Shillinglee is an 18th-century house and estate in West Sussex, England near the Surrey border, in between the villages of Chiddingfold and Plaistow. It is a Grade II* listed building.

It was built in the 18th century and was home to the Earl Winterton who hosted cricket matches within the extensive parkland of the estate.

History

Built in 1735 and revised in the 1770s, Shillinglee was the home of the Earl Winterton and was originally a manor of the Arundel Estate, which belonged to the Norfolk Family. A  landscaped park was laid out in the 1770s with fishponds and tree planting in the style of Capability Brown. The garden and parklands laid out by the 1770s have been changed significantly since. There is little documentary evidence for the design but it is known that in 1766 there were 26 gardeners.

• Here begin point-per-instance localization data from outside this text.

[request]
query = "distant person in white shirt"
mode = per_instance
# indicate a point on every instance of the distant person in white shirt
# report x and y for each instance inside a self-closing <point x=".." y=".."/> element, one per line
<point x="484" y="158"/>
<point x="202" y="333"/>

Records exist of 19th-century cricket matches played in the grounds, against neighbouring villages. Both Edward Turnour, 4th Earl Winterton and Edward Turnour, 5th Earl Winterton were first-class cricketers. Around the start of the 20th century, Shillinglee was the summer residence of the Indian Prince Ranjitsinhji, reckoned to be one of the greatest cricketers of all time. He was presumably a guest of the Earl, who at various times was President and Chairman of Sussex CCC.

During the Second World War, the house was occupied by Canadian forces, who accidentally burnt the house down. This was around January 1943 according to a report by a Canadian soldier.

The shell of Shillinglee House has been rebuilt and now consists of private residences. The former grounds once included a public golf course but that has now closed.

Architecture

The red brick two-storey building with attics is of seven bays and a slate roof. The central doorway has rusticated pilasters and segmental pediment.